Read Order:S.Srinivas Rao Vs. The Commissioner And Ors 

Tulip Kanth

Chennai, May 25, 2022: Observing that the power of judicial review under Article 226 of Constitution is to ensure that processes through which decision is taken by  Competent Authority is consistent with provisions of Act and Rules, the Madras High Court has held that the findings of the Original Authority and the Appellate Authority are of greater assistance for the High Court to exercise such power effectively. 

In this matter wherein the petitioner challenged the grounds of rent fixation, the Bench of Justice S.M.Subramaniam asserted, “The issue involved regarding fixation of rent is to be adjudicated with reference to the documents and evidences available on record. Such a roving enquiry cannot be conducted by the High Court under Article 226 of the Constitution of India, as it requires scrutinization of documents regarding the fair rent fixed, etc.”

The factual matrix of this case was such that the petitioner was in occupation of the temple commercial premises for several years and recently vacated the premises and handed over possession to the temple authorities pursuant to the orders passed by this Court. The Joint Commissioner, Hindu Religious and Charitable Endowments Department/ second respondent had issued orders for recovery of differential arrears of rent but the petitioner had raised several grounds questioning the order impugned passed by the second respondent.

Noticing that the petitioner had not exhausted the statutory appellate remedy in respect of the impugned order, the Bench was of the view that the petitioner was at liberty to prefer an appeal challenging this order for the purpose of redressal of the grievance.

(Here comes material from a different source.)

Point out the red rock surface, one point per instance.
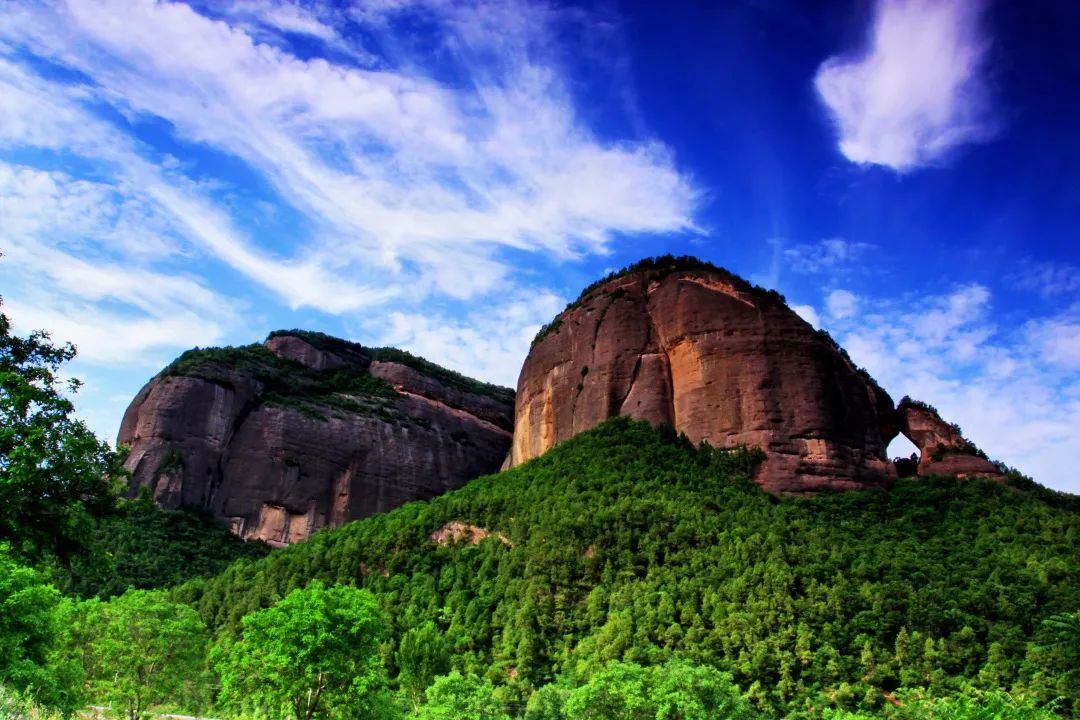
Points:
(278, 473)
(719, 362)
(936, 438)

 Holding that the importance of exhausting the appellate remedy should not be under-minded by the High Courts, Justice Subramaniam affirmed that an aggrieved person is expected to exhaust the appellate remedy and entertaining the writ petition is only on certain exceptional circumstances, where the aggrieved person is able to establish a gross injustice shocking to the conscience of the Court, but not otherwise. Considering that other writ petitions were filed earlier and pursuant to the orders of this Court, the Bench held that if the petitioner files an appeal, then the same shall be entertained and issues shall be decided on merits and in accordance with law.